In my timing tests with 2 billion elements (release build VS2022), either any_of() or all_of() above took 20ms (faster if any_of() breaks out early). Whereas with vector<bool> they required 2200ms. About 100x speedup. Setting all bits took 36ms, as compared to 1930ms for a vector<bool>, about 50x speedup.

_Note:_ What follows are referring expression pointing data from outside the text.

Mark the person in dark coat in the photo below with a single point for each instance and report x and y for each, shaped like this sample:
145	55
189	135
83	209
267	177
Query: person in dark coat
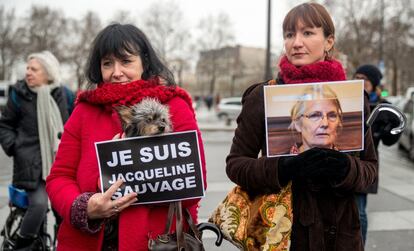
324	181
29	127
381	130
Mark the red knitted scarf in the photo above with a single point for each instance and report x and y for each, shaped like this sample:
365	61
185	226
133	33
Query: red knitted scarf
328	70
113	94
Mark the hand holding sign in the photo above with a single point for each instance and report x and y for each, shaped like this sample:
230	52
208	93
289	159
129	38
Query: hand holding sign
102	206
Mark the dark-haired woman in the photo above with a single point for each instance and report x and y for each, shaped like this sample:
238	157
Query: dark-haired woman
122	70
324	181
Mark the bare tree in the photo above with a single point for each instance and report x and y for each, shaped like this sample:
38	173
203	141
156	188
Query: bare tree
82	32
165	25
216	32
123	17
369	31
10	42
46	29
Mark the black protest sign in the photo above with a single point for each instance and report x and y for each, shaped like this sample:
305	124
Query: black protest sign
158	168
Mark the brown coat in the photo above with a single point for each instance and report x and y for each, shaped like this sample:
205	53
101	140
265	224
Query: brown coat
324	218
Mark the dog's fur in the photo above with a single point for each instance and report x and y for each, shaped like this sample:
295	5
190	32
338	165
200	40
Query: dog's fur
148	117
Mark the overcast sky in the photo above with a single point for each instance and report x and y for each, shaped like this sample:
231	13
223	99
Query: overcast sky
248	16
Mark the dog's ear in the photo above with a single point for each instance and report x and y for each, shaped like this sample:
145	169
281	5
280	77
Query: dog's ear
125	114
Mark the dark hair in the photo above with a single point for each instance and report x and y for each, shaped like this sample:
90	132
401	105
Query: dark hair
372	72
312	15
118	39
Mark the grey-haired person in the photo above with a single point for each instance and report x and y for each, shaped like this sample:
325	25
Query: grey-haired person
30	125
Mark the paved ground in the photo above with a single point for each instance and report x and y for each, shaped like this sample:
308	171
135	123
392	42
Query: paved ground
390	212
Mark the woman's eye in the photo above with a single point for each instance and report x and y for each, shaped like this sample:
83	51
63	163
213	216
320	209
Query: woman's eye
289	35
106	63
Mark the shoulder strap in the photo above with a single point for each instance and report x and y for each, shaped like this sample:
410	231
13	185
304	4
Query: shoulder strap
15	99
69	98
272	82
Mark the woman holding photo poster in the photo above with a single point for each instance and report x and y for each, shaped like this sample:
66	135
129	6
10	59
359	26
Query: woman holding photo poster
122	70
324	180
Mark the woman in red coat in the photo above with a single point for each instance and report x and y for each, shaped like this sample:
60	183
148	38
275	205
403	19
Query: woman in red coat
122	70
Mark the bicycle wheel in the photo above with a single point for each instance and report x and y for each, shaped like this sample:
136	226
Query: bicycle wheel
11	227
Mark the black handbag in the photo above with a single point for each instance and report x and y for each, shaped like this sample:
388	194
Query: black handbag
179	240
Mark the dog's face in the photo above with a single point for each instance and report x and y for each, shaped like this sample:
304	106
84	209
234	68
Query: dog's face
148	117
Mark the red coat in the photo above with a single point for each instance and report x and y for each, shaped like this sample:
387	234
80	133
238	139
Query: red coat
75	171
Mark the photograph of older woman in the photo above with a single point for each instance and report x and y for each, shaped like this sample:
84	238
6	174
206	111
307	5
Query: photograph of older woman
314	116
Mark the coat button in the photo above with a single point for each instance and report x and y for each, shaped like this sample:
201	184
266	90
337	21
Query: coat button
332	230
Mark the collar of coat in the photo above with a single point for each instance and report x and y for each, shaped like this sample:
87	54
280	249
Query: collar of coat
115	94
324	71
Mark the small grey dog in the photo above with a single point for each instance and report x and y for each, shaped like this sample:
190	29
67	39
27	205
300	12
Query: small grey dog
148	117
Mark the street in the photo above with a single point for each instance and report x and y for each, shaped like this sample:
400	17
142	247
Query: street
390	212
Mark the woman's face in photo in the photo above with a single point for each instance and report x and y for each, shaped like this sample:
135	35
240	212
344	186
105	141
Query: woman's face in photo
121	70
306	45
319	124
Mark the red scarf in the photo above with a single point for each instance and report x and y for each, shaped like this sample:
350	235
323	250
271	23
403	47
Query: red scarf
113	94
328	70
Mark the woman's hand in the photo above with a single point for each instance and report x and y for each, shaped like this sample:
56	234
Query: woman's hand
102	206
119	136
325	164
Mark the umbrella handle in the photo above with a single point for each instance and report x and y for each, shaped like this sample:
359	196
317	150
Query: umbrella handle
391	108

The interface is slightly messy so you can wrap it in a template class if you want to to clean it up:

template <size_t bits_per_bitset, int lg_bits_per_bitset>
class dynamic_bitset {
public:
    dynamic_bitset(int n)
        : v((n + bits_per_bitset - 1)/ bits_per_bitset) { }
    
    constexpr bool operator[](int i) const {
        return v[i >> lg_bits_per_bitset][i & ((1 << lg_bits_per_bitset) - 1)];
    }
    auto operator[](int i) {
        return v[i >> lg_bits_per_bitset][i & ((1 << lg_bits_per_bitset) - 1)];
    }
    bool any() {
        return any_of(v.begin(), v.end(),
            [](const std::bitset<bits_per_bitset>& bs) { return bs.any(); });
    }
    bool all() {
        return all_of(v.begin(), v.end(),
            [](const std::bitset<bits_per_bitset>& bs) { return bs.all(); });
    }
    void set()   { for (auto& bs : v) bs.set(); }
    void reset() { for (auto& bs : v) bs.reset(); }
    void flip()  { for (auto& bs : v) bs.flip(); }
private:
    std::vector<std::bitset<bits_per_bitset>> v;
};

Now using it is as simple as this:

    int n = 2000000000, i = 623;
    dynamic_bitset<256, 8> bits(n);
    bits[i] = true;
    cout << bits[i] << endl;
    if (bits.any()) {
        cout << "at least one bit set" << endl;
    }
    bits.set();
    if (bits.all()) {
        cout << "all bits set" << endl;
    }

If I increase the template parameters, it gets a bit faster, but increases the wasted space if n is not divisible by bits_per_bitset. In my experiments there were no further returns beyond <1024,10>, which occupies a minimum of 32 words of 32 bits each.

You can add a bunch of other operations to dynamic_bitset easily including push_back(), bitwise operators, begin()/end(), etc.